Help With Rps-Blast With New Blast
3
1
Entering edit mode
13.5 years ago
Ale ▴ 10

Hi

I want to make rpsblast with the new blast 2.2.25 with rpstblastn. But I need to format the database. I think for the older blast version you use formatrpsdb and it´s create others files including .aux, but for this new version I dont know what to use.

I tried this

makeblastdb -in Pfam-A.fasta -title Pfam -logfile pfam

But it just creates .psq .pin and .phr, and if I use rpstblastn it says that canot find the .aux file

I hope someone can help me!!! Thanks!

blast • 8.1k views
ADD COMMENT
0
Entering edit mode

I've found that the rpsblast binaries that come with the BLAST+ package core dump when I use -cpu > 1.

ADD REPLY
0
Entering edit mode

"Help with..." is not a question. It would make it easier for others to find your question and the answers if it is phrased as a question.

ADD REPLY
0
Entering edit mode

why do you prefer it to HMMER? (it's a real question)

ADD REPLY
1
Entering edit mode
12.8 years ago
Hamish ★ 3.3k

As Michael mentions the NCBI BLAST+ distribution does not currently (NCBI BLAST 2.2.25) contain a tool for creating RPS-BLAST databases. Checking in the NCBI BLAST documentation which covers "Legacy" BLAST usage an equivalent for 'formatrpsdb' is one of the programs which fall under: "Those programs have no blast+ counterpart at this time." Given that the "Legacy" NCBI BLAST has been deprecated in favour of NCBI BLAST+, my guess is that a replacement tool will appear in the next couple of releases.

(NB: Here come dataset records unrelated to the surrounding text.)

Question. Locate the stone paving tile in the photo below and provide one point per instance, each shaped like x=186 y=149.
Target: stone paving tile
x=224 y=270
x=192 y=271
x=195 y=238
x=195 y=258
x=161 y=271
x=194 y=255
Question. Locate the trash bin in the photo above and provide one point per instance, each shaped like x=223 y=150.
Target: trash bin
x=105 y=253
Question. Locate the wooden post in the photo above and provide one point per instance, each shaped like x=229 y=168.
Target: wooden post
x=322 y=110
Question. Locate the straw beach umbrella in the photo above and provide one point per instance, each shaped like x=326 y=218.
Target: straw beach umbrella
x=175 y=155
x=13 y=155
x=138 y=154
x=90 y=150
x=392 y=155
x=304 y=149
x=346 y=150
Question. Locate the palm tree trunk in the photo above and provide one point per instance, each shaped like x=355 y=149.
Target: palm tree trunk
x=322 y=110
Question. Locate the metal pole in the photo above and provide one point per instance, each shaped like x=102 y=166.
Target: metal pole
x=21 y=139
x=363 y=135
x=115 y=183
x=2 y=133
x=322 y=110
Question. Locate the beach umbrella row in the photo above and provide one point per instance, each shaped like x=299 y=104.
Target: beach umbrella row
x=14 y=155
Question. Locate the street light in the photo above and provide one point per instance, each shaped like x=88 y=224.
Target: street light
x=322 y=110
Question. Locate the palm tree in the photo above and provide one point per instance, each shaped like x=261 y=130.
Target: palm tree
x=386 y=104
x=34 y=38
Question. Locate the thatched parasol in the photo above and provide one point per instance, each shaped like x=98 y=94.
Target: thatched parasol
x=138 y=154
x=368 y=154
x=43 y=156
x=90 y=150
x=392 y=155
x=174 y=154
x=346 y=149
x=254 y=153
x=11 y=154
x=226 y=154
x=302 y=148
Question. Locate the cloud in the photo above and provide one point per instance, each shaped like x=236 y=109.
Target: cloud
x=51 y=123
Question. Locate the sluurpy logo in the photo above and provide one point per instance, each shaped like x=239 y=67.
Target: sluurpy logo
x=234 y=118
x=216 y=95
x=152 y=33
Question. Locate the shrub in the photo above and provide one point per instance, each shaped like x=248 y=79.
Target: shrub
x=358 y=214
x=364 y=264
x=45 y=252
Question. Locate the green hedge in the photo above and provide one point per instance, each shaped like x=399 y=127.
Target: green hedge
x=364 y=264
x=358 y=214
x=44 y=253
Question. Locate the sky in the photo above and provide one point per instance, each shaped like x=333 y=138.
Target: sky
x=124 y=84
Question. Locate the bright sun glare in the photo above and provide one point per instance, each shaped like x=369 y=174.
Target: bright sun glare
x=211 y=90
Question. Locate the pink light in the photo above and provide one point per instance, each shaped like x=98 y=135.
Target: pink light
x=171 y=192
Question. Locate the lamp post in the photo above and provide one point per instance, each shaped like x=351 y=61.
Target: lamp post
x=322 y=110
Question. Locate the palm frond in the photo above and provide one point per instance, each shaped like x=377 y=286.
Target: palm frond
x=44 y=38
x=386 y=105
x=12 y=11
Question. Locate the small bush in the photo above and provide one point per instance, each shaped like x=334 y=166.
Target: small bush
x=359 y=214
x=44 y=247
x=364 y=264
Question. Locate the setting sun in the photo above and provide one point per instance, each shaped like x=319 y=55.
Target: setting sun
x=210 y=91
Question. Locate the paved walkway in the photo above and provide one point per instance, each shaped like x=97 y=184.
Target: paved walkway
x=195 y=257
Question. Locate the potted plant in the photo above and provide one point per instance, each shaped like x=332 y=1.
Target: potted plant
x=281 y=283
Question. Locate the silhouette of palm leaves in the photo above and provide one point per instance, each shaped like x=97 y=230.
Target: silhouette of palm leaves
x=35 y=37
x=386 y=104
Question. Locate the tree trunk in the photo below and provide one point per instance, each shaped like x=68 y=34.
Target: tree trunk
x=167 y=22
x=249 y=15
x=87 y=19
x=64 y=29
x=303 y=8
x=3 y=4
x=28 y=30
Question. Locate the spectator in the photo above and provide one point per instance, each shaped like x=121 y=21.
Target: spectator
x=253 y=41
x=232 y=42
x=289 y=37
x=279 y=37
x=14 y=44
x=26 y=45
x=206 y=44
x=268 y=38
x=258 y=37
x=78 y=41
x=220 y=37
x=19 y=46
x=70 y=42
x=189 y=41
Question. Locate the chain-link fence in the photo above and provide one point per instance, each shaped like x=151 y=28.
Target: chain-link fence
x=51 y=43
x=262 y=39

In the meantime it looks like the only options for building databases for use with 'rpsblast' are:

  1. Use 'formatrpsdb' from the "Legacy" NCBI BLAST distribution.

  2. Use the old 'makemat'/'copymat'/'formatdb' method, which was replaced by 'formatrpsdb', but is described in the "Legacy" NCBI BLAST 'rpsblast' documentation.

If you are only interested in the databases which NCBI provide in their CD-search service, then there are a couple of additional options:

  1. Download the pre-formatted databases from the NCBI FTP site, see the README file for details of the available databases and the appropriate versions for your environment. As mentioned by Niek these files are also available from third parties.

  2. Use the CD-search web service to access the NCBI CD-search service remotely. This has the advantage of NCBI doing all the database and software maintenance.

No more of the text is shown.